More accurately, we might simply describe it as pillaging, raping, plundering, rampaging, burning, looting, exploitation, and rampant desecration, and wholesale destruction of communities, regions, and nations and their natural and human resources in order to enrich themselves and their fellow elites in their own countries simply because they can. Sounds like a pretty good day’s work if/when you can both get it, and get away with it eh? As Desmond Tutu of South Africa once put it:
‘When the missionaries came to Africa they had the Bible and we had the land. They said: “Let us pray”. We closed our eyes…When we opened them we had the Bible and they had the land.’ Sounds about right to me.

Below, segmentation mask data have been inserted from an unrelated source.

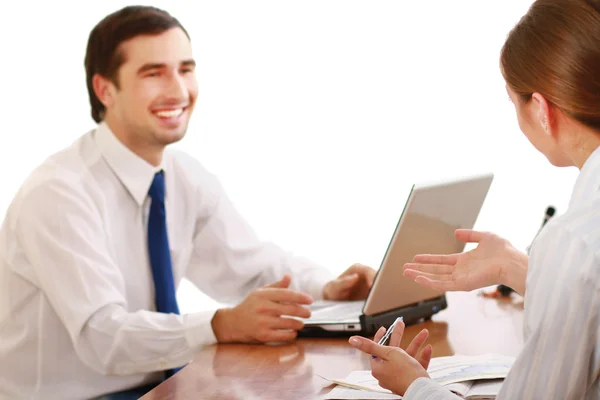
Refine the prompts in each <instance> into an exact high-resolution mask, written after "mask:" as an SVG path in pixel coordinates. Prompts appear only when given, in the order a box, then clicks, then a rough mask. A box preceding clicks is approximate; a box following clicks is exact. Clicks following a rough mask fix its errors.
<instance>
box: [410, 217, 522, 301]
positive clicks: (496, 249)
mask: <svg viewBox="0 0 600 400" xmlns="http://www.w3.org/2000/svg"><path fill="white" fill-rule="evenodd" d="M455 236H456V238H457V239H458V240H460V241H461V242H465V243H478V246H477V247H476V248H474V249H473V250H470V251H467V252H464V253H458V254H447V255H430V254H420V255H417V256H415V258H414V262H412V263H408V264H406V265H405V266H404V275H406V276H408V277H410V278H412V279H414V280H415V281H416V282H417V283H419V284H421V285H423V286H427V287H430V288H433V289H437V290H443V291H459V290H460V291H470V290H474V289H479V288H482V287H486V286H491V285H496V284H505V285H508V286H510V287H511V288H513V289H515V290H516V291H517V292H518V293H521V294H524V292H525V277H526V275H527V262H528V257H527V255H525V254H524V253H521V252H519V251H518V250H517V249H515V248H514V247H513V246H512V245H511V244H510V242H509V241H508V240H505V239H503V238H501V237H500V236H498V235H495V234H493V233H489V232H478V231H473V230H470V229H458V230H457V231H456V233H455Z"/></svg>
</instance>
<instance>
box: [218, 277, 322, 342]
mask: <svg viewBox="0 0 600 400" xmlns="http://www.w3.org/2000/svg"><path fill="white" fill-rule="evenodd" d="M290 282H291V278H290V276H289V275H286V276H284V277H283V279H282V280H280V281H279V282H275V283H273V284H271V285H267V286H265V287H263V288H261V289H257V290H255V291H253V292H252V293H250V294H249V295H248V297H246V299H245V300H244V301H243V302H241V303H240V304H239V305H238V306H236V307H234V308H226V309H220V310H218V311H217V312H216V313H215V316H214V317H213V319H212V328H213V332H214V333H215V336H216V337H217V341H218V342H219V343H234V342H241V343H266V342H287V341H291V340H294V339H295V338H296V336H297V331H299V330H300V329H302V328H303V327H304V322H302V321H299V320H298V319H295V318H290V317H300V318H308V317H310V310H309V309H308V308H306V307H303V306H302V305H305V304H311V303H312V298H311V297H310V296H309V295H307V294H305V293H301V292H296V291H293V290H290V289H288V287H289V285H290Z"/></svg>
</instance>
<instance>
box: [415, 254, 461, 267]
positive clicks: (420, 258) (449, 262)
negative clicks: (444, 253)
mask: <svg viewBox="0 0 600 400" xmlns="http://www.w3.org/2000/svg"><path fill="white" fill-rule="evenodd" d="M458 256H459V254H417V255H416V256H414V257H413V263H416V264H441V265H454V264H456V262H457V261H458Z"/></svg>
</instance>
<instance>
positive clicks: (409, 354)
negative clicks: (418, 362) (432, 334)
mask: <svg viewBox="0 0 600 400" xmlns="http://www.w3.org/2000/svg"><path fill="white" fill-rule="evenodd" d="M428 337H429V331H428V330H427V329H423V330H422V331H421V332H419V333H418V334H417V336H415V337H414V338H413V340H412V341H411V342H410V344H409V345H408V347H407V348H406V354H408V355H409V356H411V357H413V358H417V354H418V353H419V350H421V347H422V346H423V344H424V343H425V341H426V340H427V338H428Z"/></svg>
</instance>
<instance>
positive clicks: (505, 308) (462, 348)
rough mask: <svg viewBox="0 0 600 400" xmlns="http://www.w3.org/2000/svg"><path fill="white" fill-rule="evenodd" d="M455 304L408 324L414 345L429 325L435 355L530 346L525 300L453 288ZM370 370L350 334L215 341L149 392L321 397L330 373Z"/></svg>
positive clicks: (153, 399) (168, 397)
mask: <svg viewBox="0 0 600 400" xmlns="http://www.w3.org/2000/svg"><path fill="white" fill-rule="evenodd" d="M447 299H448V308H447V309H446V310H443V311H441V312H439V313H438V314H436V315H435V316H434V317H433V318H432V320H431V321H427V322H423V323H419V324H416V325H412V326H409V327H407V329H406V331H405V335H404V338H403V341H402V346H403V347H406V346H407V345H408V343H409V342H410V340H411V339H412V338H413V337H414V336H415V335H416V334H417V333H418V332H419V331H420V330H421V329H423V328H427V329H428V330H429V332H430V336H429V339H428V341H427V343H430V344H431V345H432V346H433V356H434V357H440V356H448V355H453V354H463V355H477V354H483V353H498V354H504V355H507V356H516V355H517V354H518V352H519V351H520V349H521V346H522V343H523V342H522V325H523V303H522V298H520V297H518V296H517V297H516V298H513V299H512V300H508V299H501V300H499V299H491V298H484V297H482V296H480V295H478V292H470V293H448V294H447ZM365 369H366V370H368V369H370V366H369V358H368V356H367V355H365V354H361V353H360V352H359V351H358V350H356V349H354V348H352V347H351V346H350V345H349V344H348V340H347V339H298V340H296V341H295V342H293V343H287V344H281V345H242V344H229V345H215V346H210V347H206V348H205V349H204V350H202V351H201V352H200V353H199V354H198V356H197V357H196V358H195V360H194V361H193V362H191V363H190V364H188V365H187V366H186V367H185V368H184V369H182V370H181V371H179V372H178V373H177V374H175V375H174V376H173V377H171V378H170V379H168V380H167V381H165V382H163V383H162V384H160V385H159V386H157V387H156V388H155V389H154V390H152V391H151V392H150V393H148V394H147V395H145V396H144V397H142V399H143V400H157V399H161V400H166V399H169V400H184V399H186V400H187V399H228V400H233V399H246V400H251V399H297V400H300V399H318V398H319V397H321V395H323V394H325V393H327V392H328V391H329V390H331V388H332V386H331V385H330V383H329V382H328V381H325V380H323V379H322V378H320V377H319V376H318V375H323V376H326V377H328V378H344V377H346V376H347V375H348V374H349V373H350V372H352V371H354V370H365Z"/></svg>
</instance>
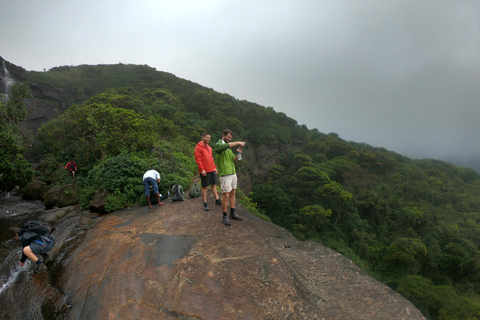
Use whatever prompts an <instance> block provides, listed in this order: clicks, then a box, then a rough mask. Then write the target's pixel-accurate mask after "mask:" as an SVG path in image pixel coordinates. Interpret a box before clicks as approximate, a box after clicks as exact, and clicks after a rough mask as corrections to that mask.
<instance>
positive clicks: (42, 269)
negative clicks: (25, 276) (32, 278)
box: [33, 262, 48, 273]
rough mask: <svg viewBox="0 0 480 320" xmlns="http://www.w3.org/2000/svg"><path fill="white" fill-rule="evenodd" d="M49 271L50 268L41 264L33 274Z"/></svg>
mask: <svg viewBox="0 0 480 320" xmlns="http://www.w3.org/2000/svg"><path fill="white" fill-rule="evenodd" d="M47 269H48V268H47V266H46V265H45V263H43V262H40V264H39V265H38V266H37V268H36V269H35V270H34V271H33V272H35V273H39V272H44V271H47Z"/></svg>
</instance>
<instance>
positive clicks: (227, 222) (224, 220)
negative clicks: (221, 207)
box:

We should round out this diatribe with an admonishment from the late, great Chalmers Johnson, a man who like William Blum, was no fan of his country’s relentless, ruthless empire building, and one who knew a thing or three about “blowback”. ‘Although most Americans may be largely ignorant of what was, and still is, being done in their names, all are likely to pay a steep price — individually and collectively — for their nation’s continued efforts to dominate the global scene.’ One only needs to be able to read, have some basic research skills, and a willingness to have the scales pulled from their eyes, to understand where Johnson was coming from.
Yet the last word must go to Blum (to whom said diatribe is dedicated), though it does echo similar sentiments to Johnson’s: ‘No matter how paranoid or conspiracy-minded you are, what your government is doing is actually worse than you can imagine’.